Here are the problems: 1. Use of lubrication. If there is sliding on the skin, you are not engaging the superficial layer of fascia.
2. Quick and aggressive "raking" on isolated areas of the body. You can't achieve Myofascial Release with speed. The fascia, just as the gadget's name describes, is being harmed (blasted). It is being torn, not released. The web is no longer intact, it is broken. The fascial web is everywhere and when you address one area, you affect every area. So, if you think there is one spot in your body you can punish for misbehaving, you don't realize that every fascial fiber in you reacts to this by squeezing to protect you from the attack. You are eliciting the sympathetic nervous system response. Myofascial release happens during the PARASYMPATHETIC response.
3. Regarding the claim that skin shows less dimpling afterward. This is temporary. The inflammatory response occurs due to the trauma experienced by the assault. As the fascia is torn rather than released, it repairs just like scar tissue, thicker and more resistant. The opposite of your intention. Symptoms of pain, poor elimination, swelling, poor lymph flow, poor circulation and autoimmune dysfunction years down the road will be considered random and inexplicable with no understanding that what you did with that hideous gimmick years ago created the problems you have down the road.

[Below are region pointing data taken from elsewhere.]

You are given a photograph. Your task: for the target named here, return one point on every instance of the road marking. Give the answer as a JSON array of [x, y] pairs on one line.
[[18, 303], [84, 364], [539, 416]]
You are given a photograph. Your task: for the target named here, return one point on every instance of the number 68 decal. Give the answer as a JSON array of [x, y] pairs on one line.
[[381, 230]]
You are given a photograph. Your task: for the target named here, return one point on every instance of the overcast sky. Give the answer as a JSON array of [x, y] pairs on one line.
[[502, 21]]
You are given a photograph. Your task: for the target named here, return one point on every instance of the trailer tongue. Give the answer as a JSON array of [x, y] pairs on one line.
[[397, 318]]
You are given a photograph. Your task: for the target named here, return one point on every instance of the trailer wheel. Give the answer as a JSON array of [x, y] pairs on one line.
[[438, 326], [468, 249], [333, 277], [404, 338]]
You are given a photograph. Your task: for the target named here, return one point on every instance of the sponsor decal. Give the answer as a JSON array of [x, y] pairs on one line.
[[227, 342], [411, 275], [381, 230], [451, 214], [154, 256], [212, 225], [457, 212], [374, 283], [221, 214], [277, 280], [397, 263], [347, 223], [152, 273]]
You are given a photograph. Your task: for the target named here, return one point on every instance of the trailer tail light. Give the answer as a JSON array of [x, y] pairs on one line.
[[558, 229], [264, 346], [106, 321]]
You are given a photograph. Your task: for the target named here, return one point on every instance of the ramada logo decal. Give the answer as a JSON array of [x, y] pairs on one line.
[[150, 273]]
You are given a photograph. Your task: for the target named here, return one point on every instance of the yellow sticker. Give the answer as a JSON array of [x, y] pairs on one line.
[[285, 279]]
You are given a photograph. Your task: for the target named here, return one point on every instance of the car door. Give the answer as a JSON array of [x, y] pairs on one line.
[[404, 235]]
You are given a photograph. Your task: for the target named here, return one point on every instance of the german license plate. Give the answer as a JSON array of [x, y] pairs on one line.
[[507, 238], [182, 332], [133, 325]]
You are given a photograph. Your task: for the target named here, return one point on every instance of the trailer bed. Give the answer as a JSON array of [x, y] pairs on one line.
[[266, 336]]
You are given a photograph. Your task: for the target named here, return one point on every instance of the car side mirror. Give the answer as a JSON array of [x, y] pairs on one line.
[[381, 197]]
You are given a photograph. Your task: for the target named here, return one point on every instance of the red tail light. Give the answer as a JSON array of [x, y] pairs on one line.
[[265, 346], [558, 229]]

4. Comparing it to Rolfing. This is accurate. Myofascial release therapy differs fundamentally with Rolfing about this very thing. We wait for the body to soften and melt, giving us permission to sink deeper, allowing us to get at the deeper (older) injury or trauma. We NEVER tell you to hold your breath, grit your teeth, or just bear down and endure any pain. If you brace, that is the opposite of what we are trying to elicit. We allow for the emotional release that comes from letting go in this way. The clench may have happened when you were a kid and the body needs to feel safe and know that moment is past and there is no danger in letting go now. Rolfing applies force, uses lube, and asks you to just breathe through the pain.
I can go on about this, but you get the main points. If your answer is "I'm going to do it anyway." You join the many who keep myofascial release therapists in business.
Look into the long-term effects and stories and pictures of folks who got liposuction. There's a blast from the fascia past.